One of these organs is the heart-- the seasonal variation in influenza
actually overlaps with an increase in acute myocardial infarction (AMI, or a
'heart attack'). Recent meta analysis has shown an odds ratio of ~2 for AMI in
the setting of influenza.

Mechanistically, there is a suspected link between the virus and inflammatory
changes in the blood vessels supplying the heart that destabilizes existing
atherosclerotic plaques.

More here:
[http://heart.bmj.com/content/101/21/1738](http://heart.bmj.com/content/101/21/1738)
[http://www.sciencedirect.com/science/article/pii/S1473309909...](http://www.sciencedirect.com/science/article/pii/S1473309909702336)
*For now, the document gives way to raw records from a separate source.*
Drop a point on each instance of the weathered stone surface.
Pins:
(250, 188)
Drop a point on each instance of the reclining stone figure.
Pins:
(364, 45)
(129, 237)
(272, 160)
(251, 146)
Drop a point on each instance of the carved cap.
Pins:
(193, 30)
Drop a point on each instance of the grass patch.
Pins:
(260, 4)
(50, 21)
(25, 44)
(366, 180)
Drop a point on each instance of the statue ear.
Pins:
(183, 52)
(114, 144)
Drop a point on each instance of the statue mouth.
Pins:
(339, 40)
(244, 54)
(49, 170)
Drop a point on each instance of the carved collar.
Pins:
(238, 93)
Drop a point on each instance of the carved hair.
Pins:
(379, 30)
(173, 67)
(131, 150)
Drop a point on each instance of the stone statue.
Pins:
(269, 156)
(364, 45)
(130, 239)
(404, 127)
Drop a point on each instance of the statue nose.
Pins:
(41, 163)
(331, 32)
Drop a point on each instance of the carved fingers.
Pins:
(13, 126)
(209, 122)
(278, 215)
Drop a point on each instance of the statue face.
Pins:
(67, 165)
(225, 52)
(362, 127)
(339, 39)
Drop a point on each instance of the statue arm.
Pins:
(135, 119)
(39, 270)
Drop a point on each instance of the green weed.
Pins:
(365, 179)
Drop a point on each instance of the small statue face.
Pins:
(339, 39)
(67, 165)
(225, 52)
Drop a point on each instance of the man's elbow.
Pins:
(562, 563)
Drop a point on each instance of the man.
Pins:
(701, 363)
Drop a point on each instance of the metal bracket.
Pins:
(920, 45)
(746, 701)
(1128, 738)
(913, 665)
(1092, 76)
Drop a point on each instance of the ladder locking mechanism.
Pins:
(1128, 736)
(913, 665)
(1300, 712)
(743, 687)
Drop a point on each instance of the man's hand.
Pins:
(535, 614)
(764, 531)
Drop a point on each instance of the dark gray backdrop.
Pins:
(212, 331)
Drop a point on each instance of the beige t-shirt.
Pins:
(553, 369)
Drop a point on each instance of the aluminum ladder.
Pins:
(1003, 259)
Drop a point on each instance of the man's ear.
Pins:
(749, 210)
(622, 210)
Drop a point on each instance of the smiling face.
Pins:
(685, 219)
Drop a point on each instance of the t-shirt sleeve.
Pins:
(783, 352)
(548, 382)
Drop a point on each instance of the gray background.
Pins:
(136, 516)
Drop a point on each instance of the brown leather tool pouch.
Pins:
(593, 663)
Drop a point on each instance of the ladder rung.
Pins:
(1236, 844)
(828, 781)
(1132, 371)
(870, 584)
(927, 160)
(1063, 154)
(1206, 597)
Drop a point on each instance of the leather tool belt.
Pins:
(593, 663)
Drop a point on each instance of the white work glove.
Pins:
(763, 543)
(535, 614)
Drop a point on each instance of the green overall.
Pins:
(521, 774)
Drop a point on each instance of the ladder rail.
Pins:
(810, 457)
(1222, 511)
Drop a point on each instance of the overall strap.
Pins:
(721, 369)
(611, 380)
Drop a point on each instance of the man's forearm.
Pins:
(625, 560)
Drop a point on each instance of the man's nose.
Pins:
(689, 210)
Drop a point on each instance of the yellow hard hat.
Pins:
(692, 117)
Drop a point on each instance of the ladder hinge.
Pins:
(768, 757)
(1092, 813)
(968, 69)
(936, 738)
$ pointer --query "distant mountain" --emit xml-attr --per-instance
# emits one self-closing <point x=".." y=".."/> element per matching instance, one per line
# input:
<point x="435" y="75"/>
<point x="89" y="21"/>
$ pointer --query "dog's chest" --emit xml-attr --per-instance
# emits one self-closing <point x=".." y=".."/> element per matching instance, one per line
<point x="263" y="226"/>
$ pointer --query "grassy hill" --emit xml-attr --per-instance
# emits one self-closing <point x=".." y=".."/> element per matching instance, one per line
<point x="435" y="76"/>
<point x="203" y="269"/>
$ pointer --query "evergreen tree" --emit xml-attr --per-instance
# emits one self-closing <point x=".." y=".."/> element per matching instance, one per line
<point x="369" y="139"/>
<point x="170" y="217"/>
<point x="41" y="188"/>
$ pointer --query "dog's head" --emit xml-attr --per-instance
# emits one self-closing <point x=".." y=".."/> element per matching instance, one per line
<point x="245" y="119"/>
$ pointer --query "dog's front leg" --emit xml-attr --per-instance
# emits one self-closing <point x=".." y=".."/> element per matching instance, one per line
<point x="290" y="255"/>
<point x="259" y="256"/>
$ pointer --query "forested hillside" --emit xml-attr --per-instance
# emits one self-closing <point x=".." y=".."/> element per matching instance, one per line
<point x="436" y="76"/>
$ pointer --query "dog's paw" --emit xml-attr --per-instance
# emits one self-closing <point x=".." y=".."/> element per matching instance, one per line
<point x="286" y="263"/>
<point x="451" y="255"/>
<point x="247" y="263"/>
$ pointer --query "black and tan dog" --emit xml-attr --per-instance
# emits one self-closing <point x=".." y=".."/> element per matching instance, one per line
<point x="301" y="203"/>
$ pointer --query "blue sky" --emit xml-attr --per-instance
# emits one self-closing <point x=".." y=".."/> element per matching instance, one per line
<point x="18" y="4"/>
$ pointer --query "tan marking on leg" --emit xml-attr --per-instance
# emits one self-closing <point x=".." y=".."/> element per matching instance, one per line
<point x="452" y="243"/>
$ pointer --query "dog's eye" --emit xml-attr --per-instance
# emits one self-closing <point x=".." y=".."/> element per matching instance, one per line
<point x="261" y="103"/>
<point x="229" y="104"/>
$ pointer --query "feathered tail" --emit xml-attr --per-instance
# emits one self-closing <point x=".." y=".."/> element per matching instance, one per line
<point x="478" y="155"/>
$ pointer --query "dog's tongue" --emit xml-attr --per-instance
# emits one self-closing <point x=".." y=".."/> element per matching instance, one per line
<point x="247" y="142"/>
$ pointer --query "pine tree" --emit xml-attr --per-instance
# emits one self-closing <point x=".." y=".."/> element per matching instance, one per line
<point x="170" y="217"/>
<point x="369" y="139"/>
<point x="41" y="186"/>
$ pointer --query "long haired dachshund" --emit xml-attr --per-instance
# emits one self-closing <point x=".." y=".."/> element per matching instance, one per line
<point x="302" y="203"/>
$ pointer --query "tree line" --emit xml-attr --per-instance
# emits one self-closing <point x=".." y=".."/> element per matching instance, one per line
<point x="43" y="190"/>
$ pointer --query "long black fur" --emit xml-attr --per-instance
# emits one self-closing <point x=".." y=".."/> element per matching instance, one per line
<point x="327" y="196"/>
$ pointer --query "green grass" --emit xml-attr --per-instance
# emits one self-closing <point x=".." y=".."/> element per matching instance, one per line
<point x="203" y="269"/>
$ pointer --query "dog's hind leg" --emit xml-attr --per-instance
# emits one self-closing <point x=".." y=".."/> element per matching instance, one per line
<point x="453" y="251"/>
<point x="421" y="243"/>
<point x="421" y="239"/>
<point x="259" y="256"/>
Edit: The article mentions (viral) myocarditis as a sequelao f the flu-- this
can also happen, but is separate from AMI

------
gadders
I've often wondered this. Interesting article.

------
lkrubner
In 2015 I did my longest fast ever. I went 12 days without food -- just water.
I felt surprisingly normal for the first 7 days. After that I felt weaker and
weaker. The weakness very much reminded me of the experience of having the
flu. By the final day it felt as if I really did have the flu, though those
symptoms would come and go, and disappeared quickly after I finally had some
food.

The conclusion I draw from this is that some of the symptoms that we associate
with viruses actually comes from the under-production of our normal enzymes.
If you go 12 days without food, then your body starts to run out of the
protein needed to make normal, everyday enzymes. And when a virus hijacks the
machinery of your cells, and forces those cells to make virus proteins, the
cells under produce the normal, everyday enzymes that are needed to live. And
the symptoms of both experiences are very similar. So this aspect of a virus
needs more study -- what is the result of not producing normal, everyday
enzymes?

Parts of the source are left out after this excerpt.